Friday, March 17, 2023
Court of Appeals of Arkansas Finds No Error With Leading Questions to Child Witness
Similar to its federal counterpart, Arkansas Rule of Evidence 611(c) provides that
Leading questions should not be used on the direct examination of a witness except as may be necessary to develop his testimony. Ordinarily leading questions should be permitted on cross-examination. Whenever a party calls a hostile witness, an adverse party, or a witness identified with an adverse party, interrogation may be by leading questions.
Typically, courts apply the "necessary to develop his testimony" exception in cases involving testimony by children, especially vulnerable ones. A good example can be found in the recent opinion of the Court of Appeals of Arkansas in Standridge v. State, 2023 WL 2395918 (Ark.App. 2023).

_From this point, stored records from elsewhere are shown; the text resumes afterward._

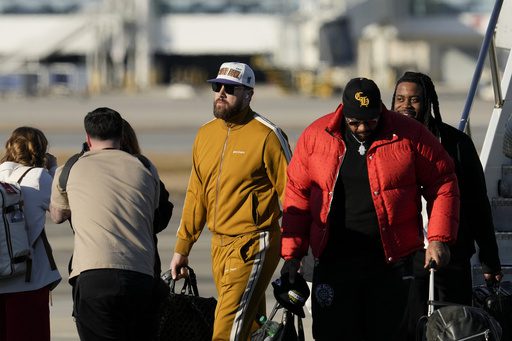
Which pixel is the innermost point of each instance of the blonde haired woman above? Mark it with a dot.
(24, 306)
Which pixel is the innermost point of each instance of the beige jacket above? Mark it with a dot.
(238, 176)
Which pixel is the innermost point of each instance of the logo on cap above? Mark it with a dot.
(363, 100)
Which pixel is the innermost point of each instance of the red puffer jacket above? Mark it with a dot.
(404, 158)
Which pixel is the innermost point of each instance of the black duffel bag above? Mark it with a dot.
(496, 299)
(459, 322)
(185, 315)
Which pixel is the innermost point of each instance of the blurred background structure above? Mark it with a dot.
(310, 47)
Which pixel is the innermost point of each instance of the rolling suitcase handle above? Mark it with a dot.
(431, 268)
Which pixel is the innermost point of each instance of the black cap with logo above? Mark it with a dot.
(361, 99)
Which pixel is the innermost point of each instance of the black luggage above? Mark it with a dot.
(455, 322)
(184, 315)
(496, 299)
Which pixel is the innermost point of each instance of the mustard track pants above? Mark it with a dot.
(242, 269)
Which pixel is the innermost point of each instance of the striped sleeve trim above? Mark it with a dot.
(279, 133)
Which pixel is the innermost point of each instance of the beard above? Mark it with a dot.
(225, 111)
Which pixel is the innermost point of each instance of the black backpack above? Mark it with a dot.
(458, 322)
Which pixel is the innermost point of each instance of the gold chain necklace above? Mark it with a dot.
(362, 148)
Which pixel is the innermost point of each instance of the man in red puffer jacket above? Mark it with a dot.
(353, 195)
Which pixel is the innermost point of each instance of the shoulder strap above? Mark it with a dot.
(23, 175)
(144, 160)
(64, 175)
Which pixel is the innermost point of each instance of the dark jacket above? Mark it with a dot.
(475, 221)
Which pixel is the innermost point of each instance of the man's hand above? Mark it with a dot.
(439, 252)
(178, 266)
(290, 268)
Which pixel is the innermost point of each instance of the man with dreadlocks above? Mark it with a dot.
(415, 96)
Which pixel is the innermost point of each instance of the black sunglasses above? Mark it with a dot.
(229, 88)
(356, 123)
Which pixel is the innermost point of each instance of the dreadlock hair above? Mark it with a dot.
(431, 115)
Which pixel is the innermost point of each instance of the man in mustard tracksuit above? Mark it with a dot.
(238, 176)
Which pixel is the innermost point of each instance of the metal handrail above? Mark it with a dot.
(489, 36)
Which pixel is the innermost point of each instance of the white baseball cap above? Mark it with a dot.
(235, 73)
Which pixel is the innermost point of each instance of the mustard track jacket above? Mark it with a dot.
(237, 180)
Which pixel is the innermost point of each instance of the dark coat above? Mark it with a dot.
(475, 220)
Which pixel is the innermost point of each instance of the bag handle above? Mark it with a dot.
(190, 285)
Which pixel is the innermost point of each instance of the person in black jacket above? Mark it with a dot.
(416, 97)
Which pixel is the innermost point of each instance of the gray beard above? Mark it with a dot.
(227, 113)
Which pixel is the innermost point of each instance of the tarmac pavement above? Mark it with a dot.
(156, 113)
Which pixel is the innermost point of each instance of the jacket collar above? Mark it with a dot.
(386, 131)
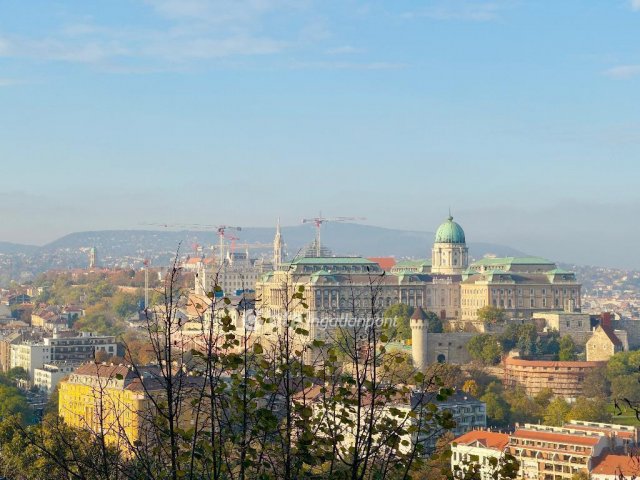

In Standridge, Jimmy Standridge was charged with various sex crimes against his daughter MC, who was about eight at the time of the crimes and fifteen at the time of the trial. After he was convicted, Standridge appealed, claiming that the trial court improperly permitted leading questions during the direct examination of MC.
The court disagreed, ruling as follows:
Standridge next alleges the circuit court abused its discretion when it allowed the State to continue leading the witness over defense counsel objection. Several times during MC's testimony, she was difficult to hear or understand. The prosecutor would repeat what she said, then ask the next question. After doing this for a bit, defense objected. At the sidebar conference, the court acknowledged it was sensitive to the defense's position but ultimately decided to allow it to continue because MC was occasionally difficult to hear, and the prosecutor was helping ensure the witness's testimony was understandable. The court did ask the witness to speak up.
Under Rule 611(c) of the Arkansas Rules of Evidence, leading questions should not be used on the direct examination of a witness except as may be necessary to develop her testimony. The rule does not completely bar leading questions on direct but gives the circuit court discretion to permit leading questions to develop a witness's testimony; we will not reverse an evidentiary ruling absent a manifest abuse of discretion....Here, the court did not abuse its discretion to allow the prosecutor to occasionally repeat the statements provided by the witness. The repetition did not suggest an answer or insert a detail that should have originated from the victim. Further, MC was distressed, weeping, and occasionally reluctant to testify. Given this, allowing the prosecution some leeway with its method of questioning was not a manifest abuse of discretion. Leading a child witness to elicit the truth is allowed because of (1) the seriousness of the crime, (2) the natural embarrassment of the witness about the incident, (3) the child's fear of being in a courtroom full of people, (4) the necessity of testimony from a victim, (5) threats toward victims from those perpetrators, and (6) the need to avoid the possibility that an accused might escape punishment for a serious offense merely because of the victim's reluctance to testify.